- Born: 1930 Glen Cove, New York, United States
- Died: December 16, 2021 Miami, United States
- Education: Syracuse University
- Occupation: Photographer
- Works: Before they were famous

= William John Kennedy (photographer) =

American photographer

William John Kennedy (1930 – December 16, 2021) was an American photographer. He was best known for his work Before they were famous and other works much of which is inspired by his real life friendship with American artists Robert Indiana and Andy Warhol, both who were associated with the pop art movement. His photograph of Andy Warhol holding up the acetate of Marilyn Monroe is on permanent display in the lobby of the Andy Warhol Museum in Pittsburgh, Pennsylvania.
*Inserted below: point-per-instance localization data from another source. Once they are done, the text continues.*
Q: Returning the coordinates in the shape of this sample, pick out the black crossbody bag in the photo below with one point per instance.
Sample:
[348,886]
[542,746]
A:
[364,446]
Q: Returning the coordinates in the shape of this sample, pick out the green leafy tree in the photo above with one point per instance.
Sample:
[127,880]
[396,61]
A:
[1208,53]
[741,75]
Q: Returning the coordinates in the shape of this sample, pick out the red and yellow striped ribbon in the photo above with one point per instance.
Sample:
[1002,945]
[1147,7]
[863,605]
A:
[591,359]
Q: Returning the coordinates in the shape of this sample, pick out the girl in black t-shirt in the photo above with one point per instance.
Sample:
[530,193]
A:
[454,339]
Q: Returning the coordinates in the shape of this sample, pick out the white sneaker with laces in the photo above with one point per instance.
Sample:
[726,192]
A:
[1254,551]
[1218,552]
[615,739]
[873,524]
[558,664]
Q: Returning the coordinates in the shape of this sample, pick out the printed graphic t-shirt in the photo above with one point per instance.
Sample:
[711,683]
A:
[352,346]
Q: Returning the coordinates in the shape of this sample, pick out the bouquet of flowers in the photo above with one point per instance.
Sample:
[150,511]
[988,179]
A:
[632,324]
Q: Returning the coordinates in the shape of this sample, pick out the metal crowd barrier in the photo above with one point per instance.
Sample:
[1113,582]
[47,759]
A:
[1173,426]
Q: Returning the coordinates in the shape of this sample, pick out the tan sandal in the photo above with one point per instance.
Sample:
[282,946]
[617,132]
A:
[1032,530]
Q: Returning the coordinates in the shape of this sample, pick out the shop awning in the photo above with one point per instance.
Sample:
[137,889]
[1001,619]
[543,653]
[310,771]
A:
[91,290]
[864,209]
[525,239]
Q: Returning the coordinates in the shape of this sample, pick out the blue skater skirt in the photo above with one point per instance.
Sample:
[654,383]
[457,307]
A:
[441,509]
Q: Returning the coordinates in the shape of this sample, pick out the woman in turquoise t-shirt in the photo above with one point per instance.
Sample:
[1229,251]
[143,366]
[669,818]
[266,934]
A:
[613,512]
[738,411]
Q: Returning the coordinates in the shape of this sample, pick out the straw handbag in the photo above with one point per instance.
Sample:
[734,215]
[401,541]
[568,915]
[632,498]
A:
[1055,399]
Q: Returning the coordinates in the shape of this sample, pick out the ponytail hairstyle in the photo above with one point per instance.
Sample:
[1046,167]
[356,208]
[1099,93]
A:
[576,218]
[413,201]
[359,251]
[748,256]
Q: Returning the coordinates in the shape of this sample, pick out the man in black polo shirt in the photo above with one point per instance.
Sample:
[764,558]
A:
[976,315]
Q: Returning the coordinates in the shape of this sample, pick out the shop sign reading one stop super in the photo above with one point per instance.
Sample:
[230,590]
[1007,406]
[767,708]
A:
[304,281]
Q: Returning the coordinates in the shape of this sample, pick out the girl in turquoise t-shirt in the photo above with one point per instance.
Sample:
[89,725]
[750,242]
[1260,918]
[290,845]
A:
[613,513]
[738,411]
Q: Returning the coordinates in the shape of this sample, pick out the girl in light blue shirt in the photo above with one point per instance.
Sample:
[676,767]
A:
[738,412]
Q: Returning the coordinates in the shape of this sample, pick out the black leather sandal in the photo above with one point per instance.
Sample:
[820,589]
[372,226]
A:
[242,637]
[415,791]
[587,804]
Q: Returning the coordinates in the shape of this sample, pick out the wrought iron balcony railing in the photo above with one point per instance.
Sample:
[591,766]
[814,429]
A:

==Early life and education==
Kennedy received his education from Syracuse University where he majored in fine art. During his early years, he worked as an assistant and studio manager for American fashion photographer Clifford Coffin.

==Career==
Kennedy was a freelance photographer who formed a friendship with then unknown artists Andy Warhol and Robert Indiana. He used to take photographs of Warhol and his entourage as well as Indiana for his own personal practice. Years later, Kennedy rediscovered the negatives. An exhibition entitled Before they were famous was constructed around these newly discovered negatives and transparencies and was featured at exhibitions in London, New York City as well as the Andy Warhol Museum in Pittsburgh, Pennsylvania.

Kennedy's life, work as well as his friendship with Andy Warhol and Robert Indiana was the subject of a documentary, Full Circle. His friendship with Warhol and Indiana is also featured in another documentary film titled Andy Warhol: A documentary.

==Personal life==
Kennedy was married. He was a native of Garden City, Long Island but later moved to Miami Beach, Florida.